Prestige, degrees, or institutional affiliation matter much less than evidence of careful, sustained engagement.


How to get started

If you are interested in engaging with a challenge:

  1. Browse the lab’s software repositories and documentation.
  2. Identify a problem or open issue that aligns with your skills and interests.
  3. Get in touch briefly with a concrete proposal or question.

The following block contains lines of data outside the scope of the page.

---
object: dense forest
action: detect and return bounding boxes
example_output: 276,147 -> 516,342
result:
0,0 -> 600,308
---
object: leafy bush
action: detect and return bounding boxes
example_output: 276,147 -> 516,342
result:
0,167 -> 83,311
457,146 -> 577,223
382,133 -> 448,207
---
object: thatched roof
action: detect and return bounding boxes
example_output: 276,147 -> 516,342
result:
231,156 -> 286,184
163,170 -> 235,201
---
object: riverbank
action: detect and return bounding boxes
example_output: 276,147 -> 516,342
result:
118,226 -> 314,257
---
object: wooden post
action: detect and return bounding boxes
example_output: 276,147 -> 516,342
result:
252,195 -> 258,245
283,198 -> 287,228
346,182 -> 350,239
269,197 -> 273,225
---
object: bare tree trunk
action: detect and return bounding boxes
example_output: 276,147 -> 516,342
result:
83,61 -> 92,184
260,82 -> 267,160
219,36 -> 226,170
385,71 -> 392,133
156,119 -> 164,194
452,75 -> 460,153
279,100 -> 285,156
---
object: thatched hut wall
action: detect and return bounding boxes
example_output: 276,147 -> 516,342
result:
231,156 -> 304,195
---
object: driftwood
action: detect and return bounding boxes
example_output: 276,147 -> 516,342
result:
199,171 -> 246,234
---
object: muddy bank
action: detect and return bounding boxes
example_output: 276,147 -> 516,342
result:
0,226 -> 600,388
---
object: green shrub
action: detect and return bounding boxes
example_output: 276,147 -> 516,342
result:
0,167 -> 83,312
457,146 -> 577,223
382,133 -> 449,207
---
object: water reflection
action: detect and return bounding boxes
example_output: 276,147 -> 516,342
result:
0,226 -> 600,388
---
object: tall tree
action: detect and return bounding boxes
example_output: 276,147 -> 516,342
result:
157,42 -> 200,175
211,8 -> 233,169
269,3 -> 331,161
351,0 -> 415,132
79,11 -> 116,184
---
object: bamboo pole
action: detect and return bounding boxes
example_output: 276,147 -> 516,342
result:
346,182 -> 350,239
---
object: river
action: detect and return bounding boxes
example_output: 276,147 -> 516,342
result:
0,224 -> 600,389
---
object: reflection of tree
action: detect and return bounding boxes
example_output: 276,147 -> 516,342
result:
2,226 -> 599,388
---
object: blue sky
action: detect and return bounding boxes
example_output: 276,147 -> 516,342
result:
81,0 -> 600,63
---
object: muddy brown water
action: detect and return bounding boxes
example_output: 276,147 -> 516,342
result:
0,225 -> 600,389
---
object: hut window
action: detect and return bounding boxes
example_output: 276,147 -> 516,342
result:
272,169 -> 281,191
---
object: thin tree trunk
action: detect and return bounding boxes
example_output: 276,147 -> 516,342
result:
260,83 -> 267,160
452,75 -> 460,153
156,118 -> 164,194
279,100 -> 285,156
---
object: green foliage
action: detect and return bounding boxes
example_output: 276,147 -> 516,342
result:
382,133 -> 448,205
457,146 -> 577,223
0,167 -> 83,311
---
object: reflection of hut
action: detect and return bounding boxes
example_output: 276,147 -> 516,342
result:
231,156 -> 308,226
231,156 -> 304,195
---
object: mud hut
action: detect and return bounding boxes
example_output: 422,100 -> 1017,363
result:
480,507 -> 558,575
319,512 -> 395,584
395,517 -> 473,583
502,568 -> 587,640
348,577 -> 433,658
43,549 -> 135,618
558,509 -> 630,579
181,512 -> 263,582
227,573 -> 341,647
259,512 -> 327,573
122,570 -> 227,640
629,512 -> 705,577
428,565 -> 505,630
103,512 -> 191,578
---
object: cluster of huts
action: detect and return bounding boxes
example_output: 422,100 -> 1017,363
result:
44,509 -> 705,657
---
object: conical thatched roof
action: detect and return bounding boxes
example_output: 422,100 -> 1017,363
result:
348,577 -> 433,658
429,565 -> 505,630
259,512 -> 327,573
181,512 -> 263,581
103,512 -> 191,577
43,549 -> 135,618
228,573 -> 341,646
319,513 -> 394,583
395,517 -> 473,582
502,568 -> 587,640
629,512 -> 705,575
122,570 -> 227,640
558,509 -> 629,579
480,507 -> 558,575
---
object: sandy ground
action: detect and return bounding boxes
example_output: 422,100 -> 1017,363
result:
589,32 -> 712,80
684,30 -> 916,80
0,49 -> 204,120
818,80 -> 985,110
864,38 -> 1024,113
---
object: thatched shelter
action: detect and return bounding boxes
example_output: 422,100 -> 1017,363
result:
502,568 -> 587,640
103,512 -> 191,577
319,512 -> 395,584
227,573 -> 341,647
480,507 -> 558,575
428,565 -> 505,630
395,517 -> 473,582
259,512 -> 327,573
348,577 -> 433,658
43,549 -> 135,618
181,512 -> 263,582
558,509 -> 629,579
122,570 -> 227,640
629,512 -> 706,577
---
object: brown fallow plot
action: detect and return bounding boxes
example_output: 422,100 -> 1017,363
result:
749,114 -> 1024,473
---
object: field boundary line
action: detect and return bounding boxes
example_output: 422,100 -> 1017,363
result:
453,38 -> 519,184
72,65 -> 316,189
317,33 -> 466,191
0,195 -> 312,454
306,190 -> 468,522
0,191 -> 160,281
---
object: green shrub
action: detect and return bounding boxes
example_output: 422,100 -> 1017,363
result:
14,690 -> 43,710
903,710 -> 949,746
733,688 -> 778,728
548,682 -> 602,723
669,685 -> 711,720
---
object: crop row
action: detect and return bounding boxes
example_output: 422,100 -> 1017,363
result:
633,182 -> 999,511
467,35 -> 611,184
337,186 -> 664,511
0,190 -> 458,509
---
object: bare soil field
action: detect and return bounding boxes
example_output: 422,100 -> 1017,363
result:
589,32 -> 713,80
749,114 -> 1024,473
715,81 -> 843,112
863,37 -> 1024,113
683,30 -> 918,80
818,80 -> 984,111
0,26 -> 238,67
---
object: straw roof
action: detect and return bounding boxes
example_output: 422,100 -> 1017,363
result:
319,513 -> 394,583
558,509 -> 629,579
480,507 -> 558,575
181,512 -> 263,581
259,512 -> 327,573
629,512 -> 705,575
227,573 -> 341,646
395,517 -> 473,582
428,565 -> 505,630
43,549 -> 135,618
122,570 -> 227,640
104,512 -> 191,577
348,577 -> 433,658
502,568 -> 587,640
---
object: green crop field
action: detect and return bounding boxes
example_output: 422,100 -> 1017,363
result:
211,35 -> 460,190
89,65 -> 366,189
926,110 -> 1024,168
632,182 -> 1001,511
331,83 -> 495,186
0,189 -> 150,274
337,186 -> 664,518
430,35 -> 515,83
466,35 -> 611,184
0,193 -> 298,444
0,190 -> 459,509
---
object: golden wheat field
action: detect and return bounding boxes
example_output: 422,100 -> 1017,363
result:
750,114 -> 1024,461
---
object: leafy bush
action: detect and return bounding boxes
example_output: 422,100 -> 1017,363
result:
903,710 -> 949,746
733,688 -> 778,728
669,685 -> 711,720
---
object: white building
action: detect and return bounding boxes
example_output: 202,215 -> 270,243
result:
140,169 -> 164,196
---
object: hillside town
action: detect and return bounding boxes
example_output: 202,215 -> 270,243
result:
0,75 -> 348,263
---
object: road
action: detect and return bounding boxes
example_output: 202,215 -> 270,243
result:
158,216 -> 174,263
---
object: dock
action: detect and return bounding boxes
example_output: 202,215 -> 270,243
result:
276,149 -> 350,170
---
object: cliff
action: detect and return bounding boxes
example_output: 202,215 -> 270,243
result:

Unsolicited project proposals are welcome, but they should be specific and grounded in existing work.


Current open challenges

IRT scaling backends for discourse networks

Repository: dna
Focus: Analysing the design, feasibility, and validation of a Java implementation of IRT-based scaling for actors and concepts in discourse networks. The challenge centres on understanding data transformations, modelling assumptions, and estimation requirements in existing reference implementations (R and JAGS), and assessing how comparable functionality could be implemented or approximated in DNA’s Java codebase. This challenge treats IRT integration as an inferential and infrastructural design problem, not as a straightforward feature request. It is motivated by the desire to reduce external dependencies and make scaling methods directly available within DNA.
Typical outputs: Technical problem descriptions, design notes, standalone Java prototypes for MCMC estimation, replication or stress-testing of published results, or diagnostic analyses of convergence, identifiability, and estimation behaviour.
Entry point: https://github.com/leifeld-lab/dna/issues/313


Loyalty and temporal commitment in discourse networks

Repository: dna
Focus: Analysing and extending measures of actors’ loyalty (or temporal commitment) to policy concepts in discourse networks. The challenge centres on diagnosing the assumptions and limitations of existing loyalty measures that combine frequency and recency using fixed temporal discounting parameters, and exploring whether decay or commitment parameters can be estimated from data rather than fixed a priori. The emphasis is on measurement design, identifiability, and inferential interpretation in temporal bipartite networks.
Typical outputs: Technical analyses of existing loyalty measures, simulation-based diagnostics of sensitivity to decay or window parameters, alternative formulations or estimators (e.g., Bayesian or optimisation-based), prototype implementations in R or Java, or short technical notes clarifying interpretational and identifiability issues.
Entry point: https://github.com/leifeld-lab/dna/issues/314


Reporting infrastructure and Quarto integration

Repository: texreg
Focus: Diagnosing the feasibility and design of integrating Quarto support into texreg, with attention to output contracts, rendering pipelines, and the scope of reporting infrastructure. This challenge builds on prior discussions and unsuccessful partial implementations by contributors and treats Quarto integration as a design problem rather than a missing feature. The aim is to clarify what a principled integration would require, where responsibilities should lie (texreg vs Quarto or extensions), and which trade-offs or limitations are unavoidable.
Typical outputs: Design notes, architectural analysis of existing attempts, minimal prototypes, or reasoned arguments about why full integration may or may not be desirable.
Entry point: https://github.com/leifeld-lab/texreg/issues/223


Parliamentary data infrastructure for temporal networks

Repository: lobbynet
Focus: Designing and prototyping components of a reproducible pipeline for acquiring, linking, and representing parliamentary lobbying data as temporal relational networks.